İslam âleminin her yıl, gelişini sevinçle karşıladığı Ramazan ayı, Müslüman toplumların her bir cüzü için birbirinden farklı ve rengârenk tecrübeleri barındırıyor. Tüm bu renkliliğin, canlılığın, kültürel çeşitliliğin yanı sıra Ramazan, dünyanın neresinde olursa olsun, her bir Müslüman için ortak bir değeri ifade ediyor. Coğrafya, tarih ve kültür; insanı yaşadığı toprakların alışkanlıklarıyla çevrelemeseydi acaba zihinlerde Ramazan'a dair ne gibi hatıralar olurdu?
Ramadan Mubarak, dünyanın farklı coğrafyalarında Ramazan üzerine kaleme alınmış mektupların bir araya getirildiği; okurunu, Endonezya'dan Filipinler'e, Arjantin'den Bangladeş'e her kıtadan 30 ülkede yaşayan Müslümanların ortak Ramazan tecrübesine şahit kılan bir çalışma.

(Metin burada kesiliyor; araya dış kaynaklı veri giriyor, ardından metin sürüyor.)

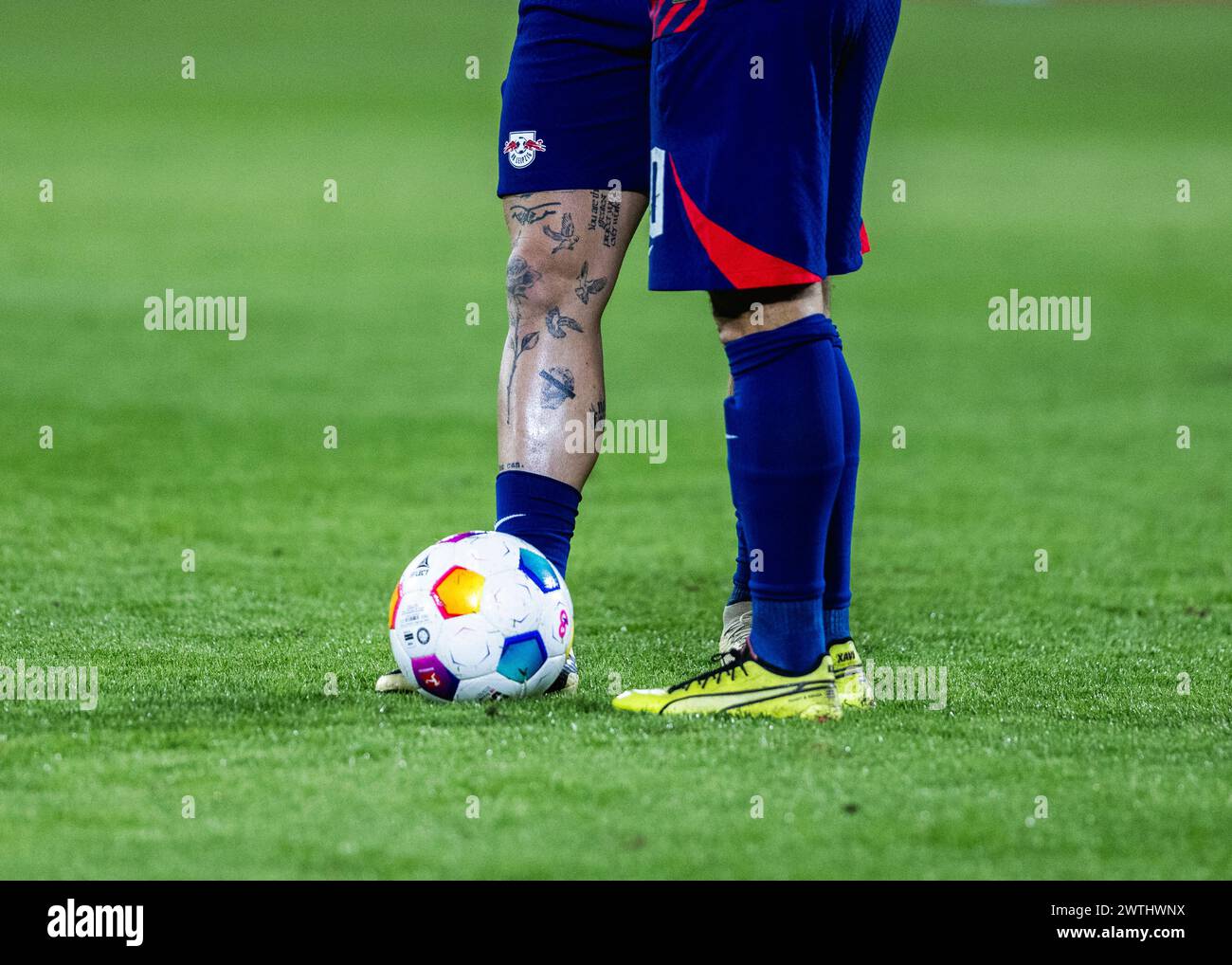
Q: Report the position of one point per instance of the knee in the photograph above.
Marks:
(534, 279)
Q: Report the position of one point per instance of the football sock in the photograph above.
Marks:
(838, 538)
(838, 625)
(540, 510)
(740, 578)
(785, 460)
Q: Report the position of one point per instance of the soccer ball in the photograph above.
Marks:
(479, 616)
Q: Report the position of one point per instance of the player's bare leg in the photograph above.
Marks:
(567, 247)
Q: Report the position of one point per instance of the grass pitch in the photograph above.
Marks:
(1060, 685)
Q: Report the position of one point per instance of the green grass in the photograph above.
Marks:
(1060, 684)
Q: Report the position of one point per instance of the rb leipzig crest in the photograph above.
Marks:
(521, 147)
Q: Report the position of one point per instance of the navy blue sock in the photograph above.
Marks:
(838, 625)
(838, 540)
(785, 457)
(740, 578)
(540, 510)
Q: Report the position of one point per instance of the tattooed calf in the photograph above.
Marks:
(520, 278)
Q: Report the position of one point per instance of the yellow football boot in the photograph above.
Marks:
(744, 686)
(853, 686)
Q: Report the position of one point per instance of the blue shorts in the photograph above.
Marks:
(760, 112)
(575, 101)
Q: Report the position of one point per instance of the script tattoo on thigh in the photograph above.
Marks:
(557, 387)
(520, 278)
(604, 216)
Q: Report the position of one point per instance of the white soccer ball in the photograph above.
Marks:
(479, 616)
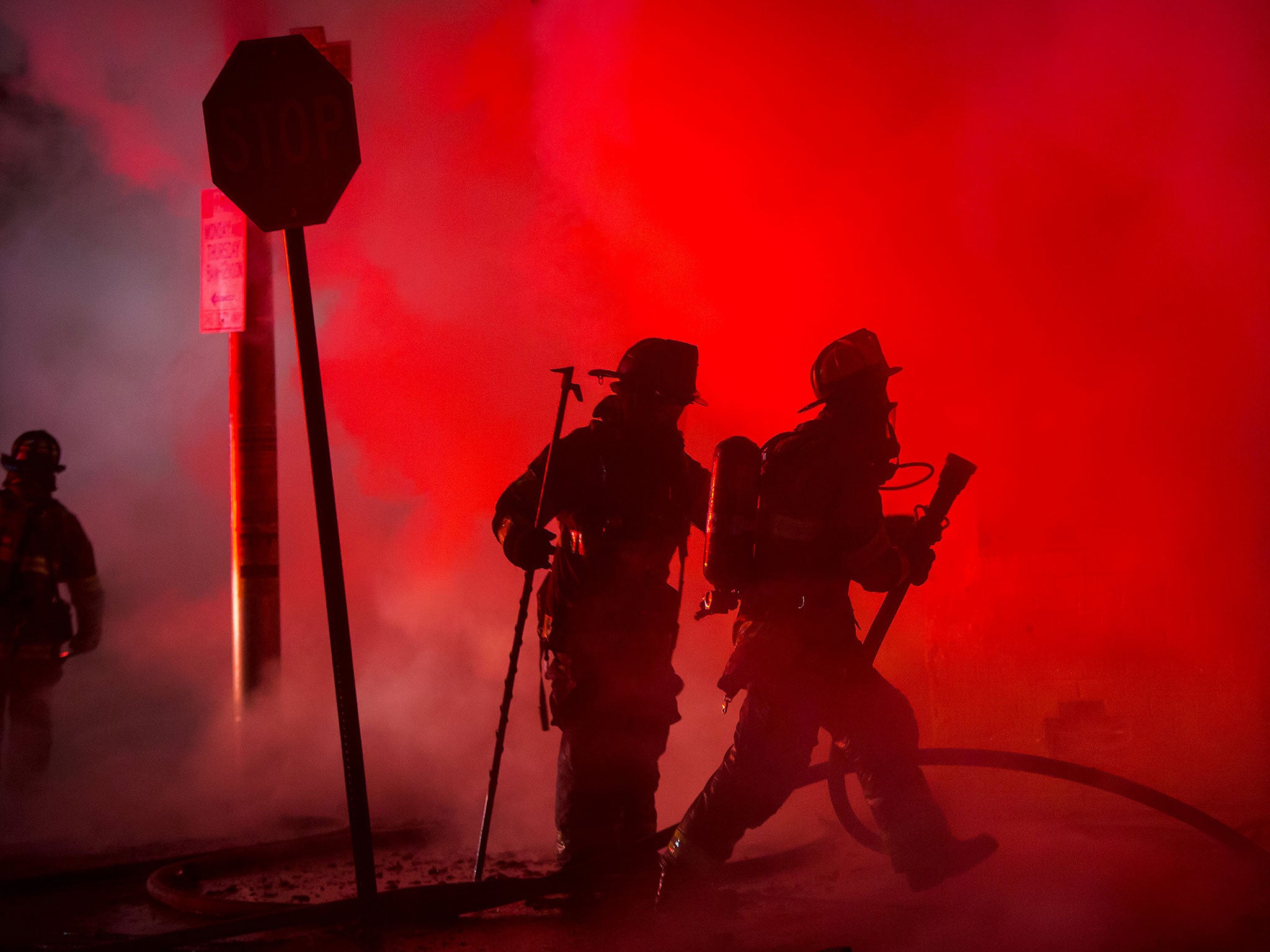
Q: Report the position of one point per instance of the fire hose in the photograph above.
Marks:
(446, 901)
(451, 899)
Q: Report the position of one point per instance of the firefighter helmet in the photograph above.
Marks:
(35, 451)
(846, 362)
(665, 368)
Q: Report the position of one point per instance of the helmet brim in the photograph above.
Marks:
(681, 399)
(13, 465)
(890, 372)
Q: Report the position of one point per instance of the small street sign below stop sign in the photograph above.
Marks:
(281, 133)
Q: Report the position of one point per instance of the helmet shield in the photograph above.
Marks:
(848, 366)
(33, 452)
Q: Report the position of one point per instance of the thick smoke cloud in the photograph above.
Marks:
(1055, 218)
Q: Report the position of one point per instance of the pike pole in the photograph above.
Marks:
(567, 387)
(954, 477)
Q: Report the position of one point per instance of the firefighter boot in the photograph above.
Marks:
(690, 880)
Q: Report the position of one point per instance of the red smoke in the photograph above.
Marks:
(1055, 216)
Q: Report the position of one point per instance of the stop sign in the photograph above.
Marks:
(281, 133)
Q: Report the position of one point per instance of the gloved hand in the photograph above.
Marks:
(82, 645)
(530, 549)
(920, 562)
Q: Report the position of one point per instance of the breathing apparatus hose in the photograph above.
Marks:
(836, 770)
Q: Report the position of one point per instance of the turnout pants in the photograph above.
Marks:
(779, 726)
(606, 786)
(25, 720)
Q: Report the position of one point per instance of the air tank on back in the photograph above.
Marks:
(729, 553)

Yalnızca Ramazan'ı değil, mektupların geldiği ülkelerdeki gündelik yaşamın en ince detaylarından süzülen gelenek-görenekleri, kültürel mirası, yeme-içme alışkanlıklarını, sofra adaplarını zengin birikimleriyle ele alan bu kitapta kimi zaman bir sofraya konuk olacak, kimi zaman yaşam şartlarının olumsuzluklarını Ramazan ayının iklimiyle göğsünde yumuşatanlarla bağ kuracaksınız. Kâh Kanadalı Müslümanlarla teravih namazında yan yana gelecek kâh İsveç'te bir mühtedinin yirmi saat nasıl oruç tuttuğuna ya da Arjantin'de bir Katoliğin Ramazan'a duyduğu özleme tanık olacaksınız. Türkiye'de sahur vaktinde duyulan davul sesinin, yerini bazı ülkelerde siren seslerinin ya da anonsların alışına şaşırıp Endonezya, Ürdün gibi ülkelerde okul ve iş saatlerinin Ramazan ayına göre nasıl düzenlendiğini okuyacaksınız.

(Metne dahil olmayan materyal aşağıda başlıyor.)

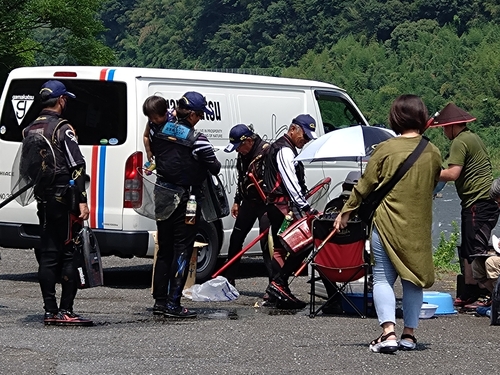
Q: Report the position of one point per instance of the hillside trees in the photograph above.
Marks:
(63, 30)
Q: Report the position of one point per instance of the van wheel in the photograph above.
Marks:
(207, 255)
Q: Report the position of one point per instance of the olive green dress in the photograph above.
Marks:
(404, 217)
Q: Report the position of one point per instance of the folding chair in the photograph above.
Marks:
(339, 262)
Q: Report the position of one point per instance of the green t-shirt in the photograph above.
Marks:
(474, 182)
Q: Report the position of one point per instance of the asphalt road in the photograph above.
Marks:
(227, 338)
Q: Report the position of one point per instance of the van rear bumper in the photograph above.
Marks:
(111, 242)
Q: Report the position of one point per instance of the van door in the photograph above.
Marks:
(336, 110)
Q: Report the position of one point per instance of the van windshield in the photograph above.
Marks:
(336, 111)
(98, 114)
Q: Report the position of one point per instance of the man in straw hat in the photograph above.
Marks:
(469, 166)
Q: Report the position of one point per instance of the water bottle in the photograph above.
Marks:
(191, 210)
(149, 168)
(286, 222)
(74, 205)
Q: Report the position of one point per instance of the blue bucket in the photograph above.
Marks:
(443, 300)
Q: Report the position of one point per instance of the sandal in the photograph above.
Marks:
(406, 344)
(382, 345)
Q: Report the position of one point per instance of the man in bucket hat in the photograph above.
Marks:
(469, 166)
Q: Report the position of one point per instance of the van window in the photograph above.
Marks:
(98, 114)
(336, 111)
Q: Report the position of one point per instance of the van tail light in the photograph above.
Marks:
(132, 194)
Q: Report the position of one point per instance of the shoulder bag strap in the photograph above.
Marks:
(410, 160)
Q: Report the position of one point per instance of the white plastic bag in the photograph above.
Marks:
(214, 290)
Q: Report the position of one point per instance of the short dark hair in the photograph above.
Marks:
(408, 112)
(155, 105)
(49, 103)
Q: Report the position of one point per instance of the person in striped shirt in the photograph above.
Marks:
(284, 180)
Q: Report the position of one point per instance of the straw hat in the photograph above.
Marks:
(451, 115)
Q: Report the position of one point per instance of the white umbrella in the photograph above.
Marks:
(345, 144)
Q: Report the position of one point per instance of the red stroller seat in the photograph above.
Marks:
(339, 262)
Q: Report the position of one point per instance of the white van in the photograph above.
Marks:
(107, 115)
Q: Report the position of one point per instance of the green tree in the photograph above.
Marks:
(47, 31)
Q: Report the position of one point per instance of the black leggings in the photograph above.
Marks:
(175, 246)
(56, 254)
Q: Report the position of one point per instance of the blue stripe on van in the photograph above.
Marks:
(100, 187)
(111, 74)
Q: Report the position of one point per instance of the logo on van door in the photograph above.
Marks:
(22, 104)
(212, 105)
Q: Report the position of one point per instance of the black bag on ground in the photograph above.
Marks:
(87, 259)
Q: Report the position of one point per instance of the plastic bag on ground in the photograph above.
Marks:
(214, 290)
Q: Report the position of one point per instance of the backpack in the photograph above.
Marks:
(256, 167)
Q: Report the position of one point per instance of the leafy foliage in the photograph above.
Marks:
(445, 255)
(50, 31)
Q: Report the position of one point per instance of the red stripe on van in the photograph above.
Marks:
(102, 76)
(93, 187)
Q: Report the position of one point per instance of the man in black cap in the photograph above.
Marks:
(184, 158)
(469, 166)
(248, 204)
(284, 180)
(54, 207)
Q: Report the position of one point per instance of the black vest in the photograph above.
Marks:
(274, 187)
(251, 162)
(48, 123)
(175, 164)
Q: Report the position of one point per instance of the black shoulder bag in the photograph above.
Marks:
(370, 203)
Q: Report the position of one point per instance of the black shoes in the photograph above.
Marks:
(178, 312)
(66, 318)
(159, 308)
(285, 298)
(171, 311)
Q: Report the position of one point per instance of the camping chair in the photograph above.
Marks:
(339, 262)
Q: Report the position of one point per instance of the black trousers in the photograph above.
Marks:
(56, 254)
(249, 211)
(175, 247)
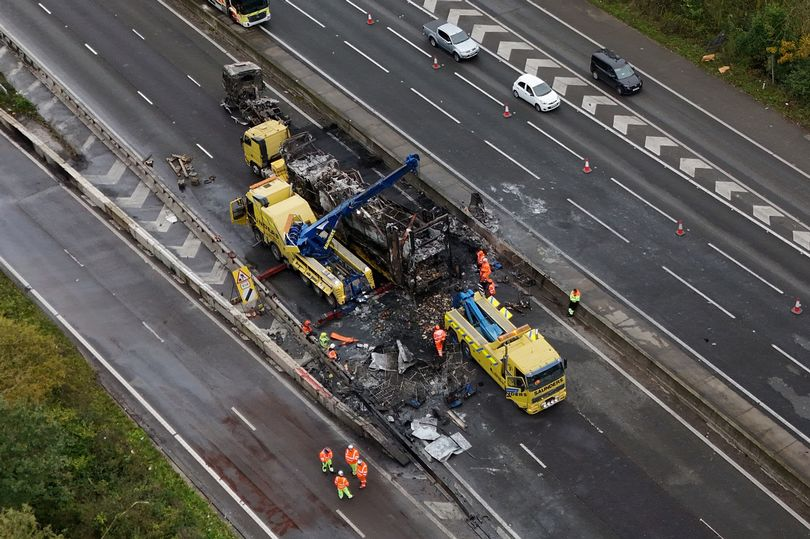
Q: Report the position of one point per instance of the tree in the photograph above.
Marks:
(23, 524)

Bazen birbirinden oldukça farklı âdetleri aktaran bu mektuplar; iftarların, sahurların, teravihlerin, bayrama ulaşmanın yaşattığı sevinç, özlem ve mutlulukta Müslümanlara kardeşliklerini hatırlatırken onların kültürel çeşitlilikleriyle bir ipe tutunmalarını sağlayan ortak hikâyelerini gözler önüne seriyor.